Cátedra de Inmunología, Instituto de Microbiología, Facultad de Bioquímica, Química y Farmacia, UNT, Ayacucho 471, 4000 Tucumán, Argentina.
Instituto de Medicina Molecular y Celular Aplicada 'IMMCA', Dorrego 1080, 4000 Tucumán, Argentina.
Benef Microbes. 2020 Dec 2;11(8):767-778. doi: 10.3920/BM2020.0055.
This study is based on our previous research showing that commercial probiotic fermented milk (PFM) intake mitigates respiratory allergy development to ovalbumin (OVA) in adult mice (6-weeks old) increasing specific immunoglobulin (Ig)G2a and interferon (IFN)-γ rather than IgE. The aim was to determine if PFM exerts a protective effect when an allergy model is induced 5 days after weaning and whether the mechanisms involved are similar to those previously reported. Before inducing allergy, a group of 21-day old BALB/c mice received PFM for 10 days to analyse the impact on intestinal epithelial cells (IECs) activation. Two more groups received PFM for 5 days and were sensitised with OVA; only one group continued taking PFM until the end of the experiment. Sensitisation scheme: 3 OVA injections 1% in phosphate buffered saline (PBS) plus 7 days OVA aerosol exposure and re-stimulus 15 days later. The contents of specific- IgE, IgG, total-secretory-IgA and Th1/Th2 balance in serum, bronchoalveolar lavage (BAL) and gut were measured at 7 and 15 days post-sensitisation (dPS) and 2 days post-re-stimulus (2dPR). Treg cells in lungs were also quantified. Results were compared with normal and sensitised controls. PFM induced mild activation of IECs increasing monocyte chemoattractant protein-1 (MCP-1 or CCL2) and interleukin (IL)-6 production. In sensitised mice, PFM controlled the response inducing IgG rather than IgE at 7 and 15-dPS and 2dPR (60 days old). Th1-balance (IFN-γ) was favoured by PFM in lungs at 7 dPS with low levels of IL-10 released to regulate the response. Total-S-IgA increased in lungs and gut; however, PFM intake did not affect Treg cells in lungs. PFM maintains controlled stimulation of the immune cells involved in Th1 response, favouring IgG at the respiratory mucosal site. Although the effect was not as strong as that reported previously, PFM promoted maturation and activation of gut immune cells preserving intestinal homeostasis and lung immune response.

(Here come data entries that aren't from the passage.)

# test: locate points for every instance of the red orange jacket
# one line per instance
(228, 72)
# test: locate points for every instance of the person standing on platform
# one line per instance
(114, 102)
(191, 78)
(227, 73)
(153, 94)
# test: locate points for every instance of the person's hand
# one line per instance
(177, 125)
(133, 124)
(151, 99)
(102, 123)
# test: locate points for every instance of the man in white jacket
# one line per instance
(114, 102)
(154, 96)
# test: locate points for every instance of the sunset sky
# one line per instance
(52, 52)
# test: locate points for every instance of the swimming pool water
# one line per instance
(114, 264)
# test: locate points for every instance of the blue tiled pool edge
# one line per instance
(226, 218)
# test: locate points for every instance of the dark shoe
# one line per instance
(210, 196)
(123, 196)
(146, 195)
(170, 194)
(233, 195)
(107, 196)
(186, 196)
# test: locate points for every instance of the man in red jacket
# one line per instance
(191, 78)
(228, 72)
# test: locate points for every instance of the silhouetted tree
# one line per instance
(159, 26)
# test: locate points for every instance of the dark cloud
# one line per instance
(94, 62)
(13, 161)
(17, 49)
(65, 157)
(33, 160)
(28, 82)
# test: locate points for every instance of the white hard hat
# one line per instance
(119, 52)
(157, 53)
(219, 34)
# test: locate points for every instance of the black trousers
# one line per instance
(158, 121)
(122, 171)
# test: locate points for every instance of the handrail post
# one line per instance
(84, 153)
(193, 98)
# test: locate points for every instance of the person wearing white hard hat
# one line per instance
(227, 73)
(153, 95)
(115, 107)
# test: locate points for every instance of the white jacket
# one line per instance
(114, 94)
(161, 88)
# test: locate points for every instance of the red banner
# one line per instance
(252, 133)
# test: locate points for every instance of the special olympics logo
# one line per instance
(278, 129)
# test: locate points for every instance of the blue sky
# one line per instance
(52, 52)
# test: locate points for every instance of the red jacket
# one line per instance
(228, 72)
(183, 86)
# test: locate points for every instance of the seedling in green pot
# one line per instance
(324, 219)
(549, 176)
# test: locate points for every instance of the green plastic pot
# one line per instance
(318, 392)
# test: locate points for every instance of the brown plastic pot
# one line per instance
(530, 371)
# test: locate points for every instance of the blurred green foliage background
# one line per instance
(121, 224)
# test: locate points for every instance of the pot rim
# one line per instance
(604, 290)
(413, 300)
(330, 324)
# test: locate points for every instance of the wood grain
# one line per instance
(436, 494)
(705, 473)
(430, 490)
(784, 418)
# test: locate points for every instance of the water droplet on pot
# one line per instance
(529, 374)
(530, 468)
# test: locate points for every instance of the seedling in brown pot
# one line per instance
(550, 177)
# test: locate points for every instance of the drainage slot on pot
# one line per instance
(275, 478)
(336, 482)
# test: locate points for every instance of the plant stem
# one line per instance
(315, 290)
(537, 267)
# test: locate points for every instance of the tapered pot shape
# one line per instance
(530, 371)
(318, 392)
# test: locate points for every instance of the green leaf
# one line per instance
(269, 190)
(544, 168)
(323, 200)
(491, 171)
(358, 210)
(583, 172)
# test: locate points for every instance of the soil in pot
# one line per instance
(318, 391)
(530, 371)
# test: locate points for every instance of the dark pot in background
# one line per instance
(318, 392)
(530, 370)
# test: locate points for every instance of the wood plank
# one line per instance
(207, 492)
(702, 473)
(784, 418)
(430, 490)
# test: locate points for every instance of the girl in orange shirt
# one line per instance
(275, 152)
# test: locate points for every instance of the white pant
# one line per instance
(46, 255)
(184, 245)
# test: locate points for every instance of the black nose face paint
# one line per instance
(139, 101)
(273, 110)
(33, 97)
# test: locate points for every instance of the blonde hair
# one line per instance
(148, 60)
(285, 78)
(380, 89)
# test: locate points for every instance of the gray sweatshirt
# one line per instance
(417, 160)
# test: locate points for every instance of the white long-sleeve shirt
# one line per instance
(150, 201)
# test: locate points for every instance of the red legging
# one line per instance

本研究基于我们之前的研究结果,即商业益生菌发酵乳(PFM)的摄入可减轻成年小鼠(6 周龄)对卵清蛋白(OVA)的呼吸道过敏发展,增加特异性免疫球蛋白(Ig)G2a 和干扰素(IFN)-γ,而不是 IgE。本研究的目的是确定 PFM 是否在断奶后 5 天诱导过敏模型时发挥保护作用,以及所涉及的机制是否与之前报道的相似。在诱导过敏之前,一组 21 天大的 BALB/c 小鼠接受 PFM 治疗 10 天,以分析其对肠上皮细胞(IEC)激活的影响。另外两组小鼠接受 PFM 治疗 5 天,并用 OVA 致敏;只有一组继续服用 PFM 直到实验结束。致敏方案:3 次 OVA 注射(1%磷酸盐缓冲盐水(PBS)),加 7 天 OVA 雾化暴露,15 天后再刺激。在致敏后 7 天和 15 天(dPS)以及再刺激后 2 天(2dPR)时,测量血清、支气管肺泡灌洗液(BAL)和肠道中特异性 IgE、IgG、总分泌型 IgA 和 Th1/Th2 平衡的含量,并定量测定肺部 Treg 细胞。将结果与正常和致敏对照组进行比较。PFM 轻度激活 IEC,增加单核细胞趋化蛋白-1(MCP-1 或 CCL2)和白细胞介素(IL)-6 的产生。在致敏小鼠中,PFM 在 7 和 15-dPS 以及 2dPR(60 天大)时控制反应,诱导 IgG 而不是 IgE。PFM 在 7-dPS 时促进肺部 Th1 平衡(IFN-γ),同时释放低水平的 IL-10 以调节反应。总-S-IgA 在肺部和肠道增加;然而,PFM 摄入并不影响肺部的 Treg 细胞。PFM 维持参与 Th1 反应的免疫细胞的受控刺激,在呼吸道黏膜部位促进 IgG 的产生。尽管效果不如之前报道的那么强,但 PFM 促进了肠道免疫细胞的成熟和激活,维持了肠道内稳态和肺部免疫反应。